Lane, Eugenia M.
(1906 – 1967)
Born in Elwood, Indiana on April 3, 1906, the details of Eugenia M. Lane’s early life are unknown. Initially trained as a stenographer at Marion Business College in Jonesboro, Indiana, Lane gradually moved west and took a job in Gary, Indiana at the local Chamber of Commerce office. By the mid- to late 1920s she had moved to Chicago. While there she meet and married Alban B. Fiedler in 1930.
Alban was ten years older, and while he worked as a teacher, Eugenia stayed home and took care of their two children, Florence and John, from Alban’s previous marriage. By the late 1930s she was ready to re-engage in a professional career and decided to go back to school at the age of 32.
With a keen interest in architecture, Eugenia decided to enroll at the Armour Institute in Chicago in 1938. She happened to enter the school the same year that recent German immigrant, Mies Van der Rohe, was enticed by the University’s President to become director of the architecture department. Eugenia thrived under Mies’s leadership and his new approach to architectural education.
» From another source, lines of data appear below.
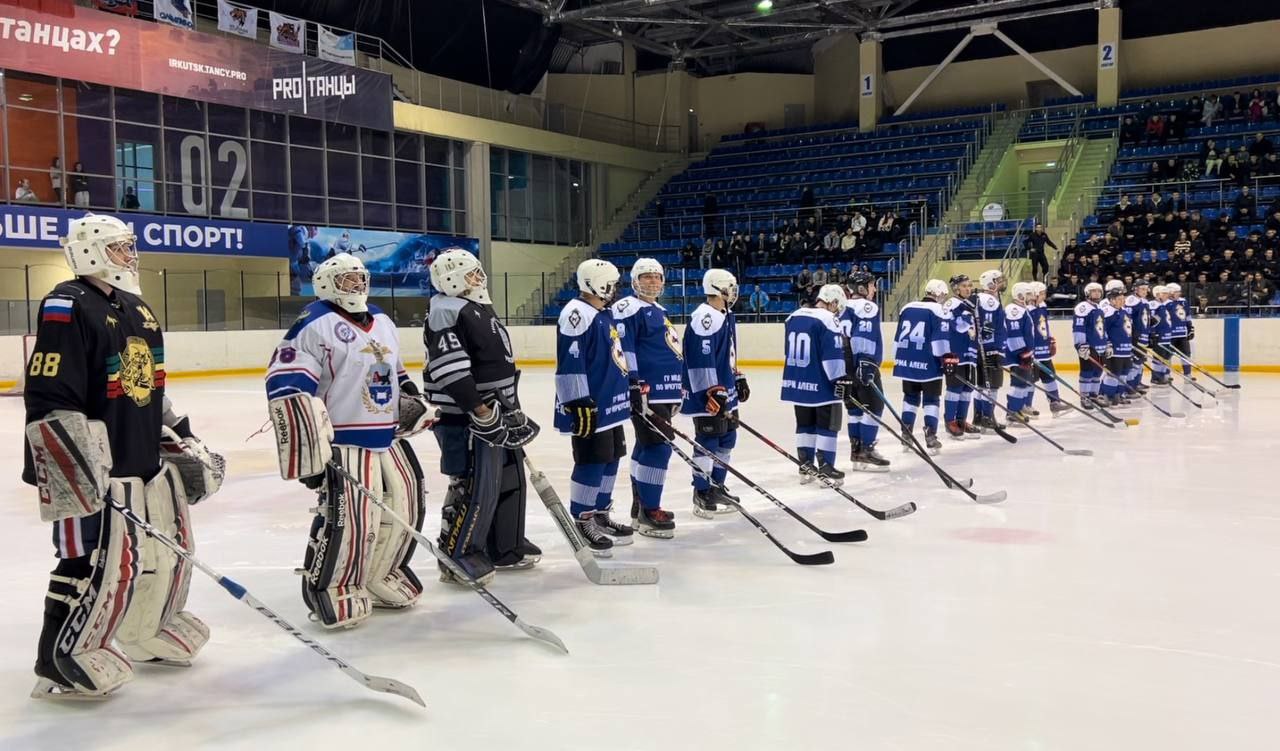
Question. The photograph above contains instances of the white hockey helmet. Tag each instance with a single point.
(457, 273)
(721, 283)
(832, 294)
(598, 278)
(647, 288)
(936, 288)
(990, 279)
(103, 247)
(343, 280)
During these early years, Mies held classes in space provided by the Art Institute of Chicago. Among his tasks were to expand the school into a new south side campus and he utilized his students to help in a real-life project. In 1940, Armour Institute and Lewis Institute merged to form Illinois Institute of Technology (IIT), and Eugenia became one of the first graduates of the newly renamed school in 1942.
The family remained in Chicago during WWII and it’s unclear if she started working in the field directly after graduation. For reasons unknown, the couple moved to Seattle in 1947. Reportedly Lane initially took a drafting job with architect Roland Terry. It was during that time that she became the 98th woman to join the AIA in 1950.
Her tenure with Terry was short, and she decided to open her own firm in 1951. Despite being married, she continued to use her maiden name “Eugenia Lane” professionally. Despite a five-plus year practice, no dates and no projects by her during this time have been documented. In 1957 she became a draftsperson for the firm of Wortman & Wilkins (later Wortman & Ellison) and continued working for them into the 1960s.
Lane was a frequent lecturer for a variety of organizations including the Women’s Auxiliary to the Seattle Chapter of the American Society of Engineers (1960) and served on the Seattle Times / AIA Home-of-the-Month jury in 1955. She was also heavily involved in the Seattle Audubon Society and organized several trips and fundraisers for the organization.
Lane passed away unexpectedly at the age of 61, on September 24, 1967 in Shelby, Montana. She was on a train trip to visit family and friends in Indiana.